One often teaches the keto-enol equilibrium as part of hydration of alkynes.  @OP:  If you hydrate an alkyne to make a methyl ketone, is this Markovnikov or non-Markovnikov addition?  How does this affect your choice of which reagent to use?

[rcrandall]

We covered keto-enol tautomerisms! Did I draw it out correctly?

[Altered State]

We covered keto-enol tautomerisms! Did I draw it out correctly?

Seems good to me.

[rcrandall]

Yay! Thank you so much, that one had a lot of steps.

For the third synthesis, do you think that these steps will work?

[kriggy]

Yea this will work no problem. YOu can also use grignard reagent

[rcrandall]

Great! Thank you!

I'm temporarily skipping problem number 4...
For problem 5, do you think this will work?

[rcrandall]

*For the second to last step, is there a difference between using B(sia)2H vs using BH3? I know I want the product to be antimarkovnikov, and using Boron will get me there...my reagent sheet that lists all of these includes both of those Boron reagents (used with peroxide and NaOH)

[Altered State]

If your professor wants you to make use of radical halogenation of alkanes, it is probably fine. However, keep in mind that that kind of reaction is highly non-selective, and in real life you will end up with a mixture of polihalogenated compounds in different proportions.

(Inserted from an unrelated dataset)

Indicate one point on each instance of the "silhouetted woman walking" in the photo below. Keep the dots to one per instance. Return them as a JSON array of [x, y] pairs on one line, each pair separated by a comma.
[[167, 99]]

Anyway, you can use many kinds of boron reagents to perform a hydroboration which will give you the antimarkovnikov alcohol. BH3 is the simplest one, and it is not very selective. HB(sia)2 or 9-BBN, for example, are big molecules, which can selectively introduce the alcohol group in the less hindered position. This is extremely usefull when it comes to perform a selective hydroboration of a molecule which contains more than one alkene group, or only one but with a less hindered possition, even when they are equally substituted on both sides of the olefin.

In your case, just BH3 would propably yield your product in high proportion, but I suppose it would be even higher if you use a bulkier boron reagent.